Yargıtay kararları münkerdir. Çünkü tarafların hakemleri tarafından verilmemiştir.
Demek ki maruf nedir?
Herkesin kendi içtihadı maruftur. Serbest sözleşmeler maruftur. Ortak hakemin aldığı istişari kararlar maruftur. Tarafların seçtiği hakemlerin verdikleri kararlar maruftur.
Merkezde alınan kararlar münkerdir. Başkanların aldığı kararlar münkerdir. Meclislerin ekseriyetle aldıkları kararlar münkerdir. Hâkimlerin verdikleri kararlar münkerdir. Çünkü kişilerin bu kararlarda rıza ve iradeleri yoktur.

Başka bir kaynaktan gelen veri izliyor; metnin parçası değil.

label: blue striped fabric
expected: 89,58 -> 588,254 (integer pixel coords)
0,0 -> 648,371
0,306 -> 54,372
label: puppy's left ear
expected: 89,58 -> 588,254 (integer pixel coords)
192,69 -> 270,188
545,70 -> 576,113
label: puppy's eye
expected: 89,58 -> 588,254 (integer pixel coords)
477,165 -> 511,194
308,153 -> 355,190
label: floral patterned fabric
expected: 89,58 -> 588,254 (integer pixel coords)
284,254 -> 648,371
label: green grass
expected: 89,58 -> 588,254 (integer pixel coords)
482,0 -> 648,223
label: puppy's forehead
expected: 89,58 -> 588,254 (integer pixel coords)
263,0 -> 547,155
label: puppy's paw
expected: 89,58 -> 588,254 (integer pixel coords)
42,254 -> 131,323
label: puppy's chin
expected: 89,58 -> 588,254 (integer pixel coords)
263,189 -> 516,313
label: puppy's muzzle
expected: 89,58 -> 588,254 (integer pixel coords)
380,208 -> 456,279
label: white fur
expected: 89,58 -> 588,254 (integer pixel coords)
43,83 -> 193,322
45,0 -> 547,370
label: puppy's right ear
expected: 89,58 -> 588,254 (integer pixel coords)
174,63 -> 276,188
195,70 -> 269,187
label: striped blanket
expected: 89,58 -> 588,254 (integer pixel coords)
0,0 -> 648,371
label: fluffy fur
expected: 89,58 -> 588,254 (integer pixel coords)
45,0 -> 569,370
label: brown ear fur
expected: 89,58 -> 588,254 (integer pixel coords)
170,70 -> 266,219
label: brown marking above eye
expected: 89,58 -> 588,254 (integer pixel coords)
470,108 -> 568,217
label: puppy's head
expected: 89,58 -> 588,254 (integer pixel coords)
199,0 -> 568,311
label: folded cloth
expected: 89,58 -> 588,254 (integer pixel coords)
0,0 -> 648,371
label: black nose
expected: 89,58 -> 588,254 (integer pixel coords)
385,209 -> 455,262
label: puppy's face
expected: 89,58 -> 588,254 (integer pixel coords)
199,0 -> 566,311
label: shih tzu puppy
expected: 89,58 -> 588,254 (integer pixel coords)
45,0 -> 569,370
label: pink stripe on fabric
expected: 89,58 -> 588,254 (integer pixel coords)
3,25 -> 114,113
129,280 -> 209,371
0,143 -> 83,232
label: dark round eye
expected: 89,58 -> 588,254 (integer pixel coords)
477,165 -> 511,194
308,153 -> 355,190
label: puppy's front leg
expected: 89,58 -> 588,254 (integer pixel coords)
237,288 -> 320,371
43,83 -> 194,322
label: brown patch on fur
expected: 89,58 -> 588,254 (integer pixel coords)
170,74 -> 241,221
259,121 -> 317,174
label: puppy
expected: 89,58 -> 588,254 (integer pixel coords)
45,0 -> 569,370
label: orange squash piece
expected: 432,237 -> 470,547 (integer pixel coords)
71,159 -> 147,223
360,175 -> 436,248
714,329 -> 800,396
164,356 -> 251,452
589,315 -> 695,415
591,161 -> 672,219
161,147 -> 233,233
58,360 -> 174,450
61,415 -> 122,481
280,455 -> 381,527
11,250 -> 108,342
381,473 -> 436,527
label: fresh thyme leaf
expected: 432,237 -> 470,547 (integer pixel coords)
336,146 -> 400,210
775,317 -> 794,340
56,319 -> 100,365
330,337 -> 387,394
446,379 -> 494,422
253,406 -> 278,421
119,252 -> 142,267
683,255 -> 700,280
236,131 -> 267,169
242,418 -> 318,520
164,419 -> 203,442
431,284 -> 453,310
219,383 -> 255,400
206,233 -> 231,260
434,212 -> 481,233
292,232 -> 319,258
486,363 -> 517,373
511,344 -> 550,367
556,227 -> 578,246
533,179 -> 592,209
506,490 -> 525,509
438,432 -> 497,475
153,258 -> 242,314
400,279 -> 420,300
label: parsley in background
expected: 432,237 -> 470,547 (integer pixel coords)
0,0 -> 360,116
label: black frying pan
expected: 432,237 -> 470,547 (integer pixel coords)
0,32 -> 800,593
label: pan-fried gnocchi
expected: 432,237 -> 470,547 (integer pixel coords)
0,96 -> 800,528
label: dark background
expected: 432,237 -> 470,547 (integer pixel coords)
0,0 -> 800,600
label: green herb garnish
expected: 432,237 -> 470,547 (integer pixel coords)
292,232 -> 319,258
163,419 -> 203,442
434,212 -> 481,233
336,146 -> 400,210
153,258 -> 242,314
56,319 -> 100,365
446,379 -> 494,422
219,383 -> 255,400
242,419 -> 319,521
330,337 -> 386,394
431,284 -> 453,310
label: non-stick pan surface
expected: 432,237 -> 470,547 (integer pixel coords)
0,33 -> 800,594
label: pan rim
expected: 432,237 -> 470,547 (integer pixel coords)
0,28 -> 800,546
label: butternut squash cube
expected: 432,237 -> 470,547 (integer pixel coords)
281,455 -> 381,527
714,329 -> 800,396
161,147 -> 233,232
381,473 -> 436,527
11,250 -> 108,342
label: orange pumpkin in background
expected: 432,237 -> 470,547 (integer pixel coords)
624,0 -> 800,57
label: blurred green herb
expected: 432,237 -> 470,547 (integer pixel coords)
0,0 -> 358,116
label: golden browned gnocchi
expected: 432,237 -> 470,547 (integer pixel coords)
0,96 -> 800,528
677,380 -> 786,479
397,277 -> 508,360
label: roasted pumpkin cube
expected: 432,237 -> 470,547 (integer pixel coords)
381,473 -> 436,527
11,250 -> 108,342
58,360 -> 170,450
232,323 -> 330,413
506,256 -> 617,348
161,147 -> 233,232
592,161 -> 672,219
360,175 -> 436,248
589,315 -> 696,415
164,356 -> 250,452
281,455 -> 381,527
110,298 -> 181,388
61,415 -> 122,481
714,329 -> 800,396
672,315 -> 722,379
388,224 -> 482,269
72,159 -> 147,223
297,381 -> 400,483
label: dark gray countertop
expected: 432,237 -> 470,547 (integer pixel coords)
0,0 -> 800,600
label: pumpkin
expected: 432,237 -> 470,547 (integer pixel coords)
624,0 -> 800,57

وَيَقْبِضُونَ أَيْدِيَهُمْ
(Va YaQBıWUvNa EaYDiYaHuM)
“Ve yedlerini kabz ederler”
“Kabza” sapı tutan avuç demektir.
“Kef” ise bir şeyi içine alan avuç demektir.

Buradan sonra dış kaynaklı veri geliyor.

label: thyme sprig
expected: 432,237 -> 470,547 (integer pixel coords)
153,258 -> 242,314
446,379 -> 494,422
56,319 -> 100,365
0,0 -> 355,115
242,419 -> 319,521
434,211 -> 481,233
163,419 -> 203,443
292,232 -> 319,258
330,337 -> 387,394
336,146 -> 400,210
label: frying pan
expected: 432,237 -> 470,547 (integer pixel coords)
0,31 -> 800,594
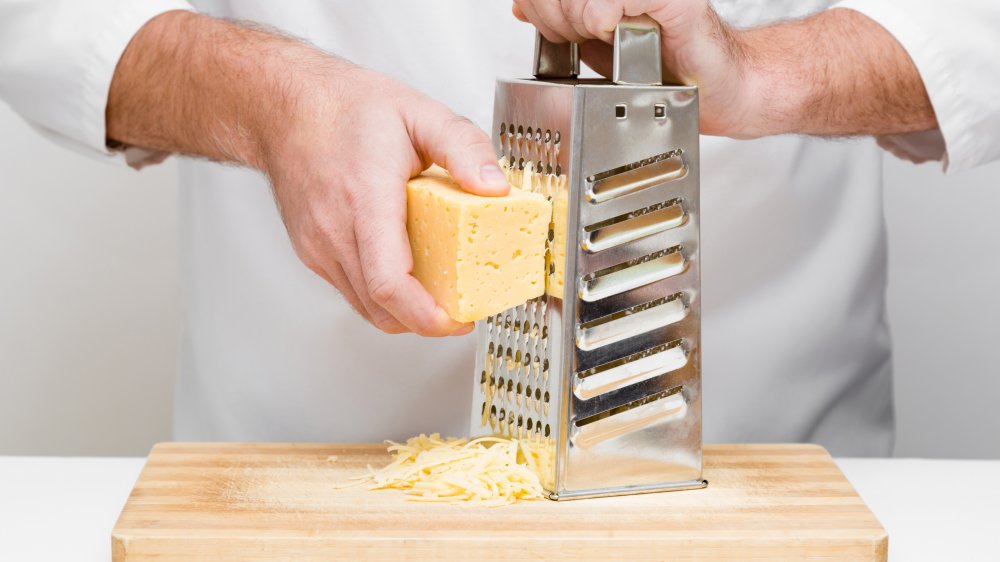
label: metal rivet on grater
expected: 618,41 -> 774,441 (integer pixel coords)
471,15 -> 705,499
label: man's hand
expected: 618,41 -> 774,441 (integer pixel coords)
107,12 -> 509,336
513,0 -> 937,138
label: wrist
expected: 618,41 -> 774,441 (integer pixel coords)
729,28 -> 810,138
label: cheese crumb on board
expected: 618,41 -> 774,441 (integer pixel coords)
406,167 -> 552,322
349,433 -> 551,506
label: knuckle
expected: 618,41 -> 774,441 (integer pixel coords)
367,276 -> 399,304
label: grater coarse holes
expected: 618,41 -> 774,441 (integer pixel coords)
471,18 -> 706,499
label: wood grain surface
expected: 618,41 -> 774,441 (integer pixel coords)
112,443 -> 888,562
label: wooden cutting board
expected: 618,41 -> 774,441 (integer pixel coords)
112,443 -> 888,562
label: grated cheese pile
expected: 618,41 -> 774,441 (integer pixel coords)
340,433 -> 549,505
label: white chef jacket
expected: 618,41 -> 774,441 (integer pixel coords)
0,0 -> 1000,455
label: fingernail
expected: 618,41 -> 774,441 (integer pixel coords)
479,164 -> 507,187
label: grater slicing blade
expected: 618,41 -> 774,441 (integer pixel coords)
471,20 -> 706,499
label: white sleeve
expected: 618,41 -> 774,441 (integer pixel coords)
0,0 -> 193,166
834,0 -> 1000,171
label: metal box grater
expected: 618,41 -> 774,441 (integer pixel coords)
471,19 -> 706,499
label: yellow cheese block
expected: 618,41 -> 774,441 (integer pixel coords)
508,158 -> 569,299
406,168 -> 552,322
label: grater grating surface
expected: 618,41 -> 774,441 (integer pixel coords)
471,21 -> 705,499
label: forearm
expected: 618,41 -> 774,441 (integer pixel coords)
106,12 -> 354,168
735,10 -> 937,136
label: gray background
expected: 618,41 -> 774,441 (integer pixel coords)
0,104 -> 1000,458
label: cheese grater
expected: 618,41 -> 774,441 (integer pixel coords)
471,19 -> 706,499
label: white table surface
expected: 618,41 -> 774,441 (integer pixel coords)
0,457 -> 1000,562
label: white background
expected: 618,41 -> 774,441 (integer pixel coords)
0,104 -> 1000,458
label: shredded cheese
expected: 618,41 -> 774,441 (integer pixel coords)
340,433 -> 551,505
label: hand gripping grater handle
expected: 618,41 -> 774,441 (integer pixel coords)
471,18 -> 705,499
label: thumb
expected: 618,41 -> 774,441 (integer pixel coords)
410,104 -> 510,196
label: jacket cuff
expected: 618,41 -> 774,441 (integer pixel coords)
833,0 -> 1000,171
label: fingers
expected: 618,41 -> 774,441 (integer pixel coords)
514,0 -> 575,43
354,178 -> 469,336
404,103 -> 510,197
579,0 -> 625,43
514,0 -> 627,43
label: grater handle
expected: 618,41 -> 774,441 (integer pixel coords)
534,16 -> 663,86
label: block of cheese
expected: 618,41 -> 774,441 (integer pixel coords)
508,158 -> 569,299
406,167 -> 552,322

“Kabzetmek” ise tutup bırakmamak demektir.
Ekonominin kuralı şudur. İş yaparsınız, üretim olur, çalışanlar kazanır, tesis sahipleri kazanır, devlet kazanır, sermaye sahipleri de kazanır.
Yatırım yapmazsanız işsizlik olur, herkes zarar eder.
Sermaye en büyük kârı elde edelim diye üretimi yarıya düşürür, böylece elde ettiği malları iki misli fiyatla satarak fahiş kâr elde eder.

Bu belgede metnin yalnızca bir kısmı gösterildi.